“Not a whole lot of us work with adults. They have really big needs.”
Ashley Kobylarz, BCBA
Ashley Kobylarz sees the rewards of working with adults with autism spectrum disorders who have “fallen through the cracks” and go on to live independent and fulfilling lives. “We do encounter some of those unfortunate cases where they did not receive the services they needed or were not eligible,” says Kobylarz, who is director of behavioral services at Community Access Unlimited in Elizabeth and an alumna of Caldwell’s master’s in applied behavior analysis (ABA) program. Many of her clients are adults who did not have insurance coverage for behavior analytical services as children or who have aged out of their coverage.
She points to the example of a woman she worked with who had trouble communicating her feelings and a tough time at her place of employment. Sometimes her behaviors were not safe; other times she would leave, not show up or call in. “Caldwell taught me functional communication and replacement behaviors,” said Kobylarz of how she used those skills with her client, who is now doing very well. “For the last year she has been consistently showing up to work and earning her paycheck.”
Many in the ABA field work with children. Working with adults is different, said Kobylarz. “They have really complex learning histories. Taking all that into consideration is really paramount to the people I service. Not a whole lot of us work with adults. They have really big needs.” At Community Access, she is part of a team that serves people with mental health concerns, helping them to recover from trauma and discrimination by providing affordable housing, training, advocacy and healing-focused services. Her responsibilities include life skills like teaching clients how to use public transportation, how to use a phone, showering consistently and training the staff in how to teach those skills.
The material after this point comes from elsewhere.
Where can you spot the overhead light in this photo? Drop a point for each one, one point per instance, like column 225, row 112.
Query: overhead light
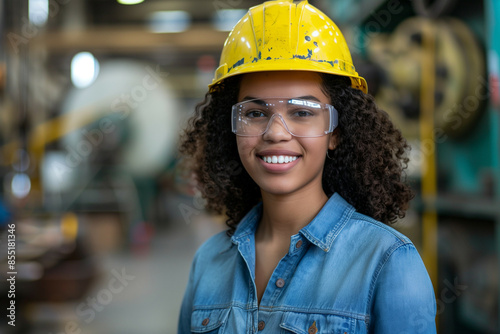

After earning a bachelor’s degree in psychology at Centenary University, Kobylarz began her career providing direct support to adults in group homes. She was not familiar with ABA, but when she learned about it she decided to pursue her master’s. “I applied to Caldwell and realized that was exactly where I needed to be.” She is grateful to her Caldwell thesis advisor, Professor Ruth DeBar, who allowed her to explore research focusing on adults and their vocational skills. She worked at Caldwell’s Center for Autism and ABA which gives graduate students the opportunity to work hands-on with learners. The faculty and the experience helped her become the best service provider she could be. “They really prepared me for the critical thinking skills I need, especially in such a complex area of the field,” including problem-solving and thinking on the spot. She uses everything she learned from Caldwell’s faculty today. “I’m eternally grateful for their patience, skill and dedication in providing students with the best training out there. Caldwell made me everything I am today.”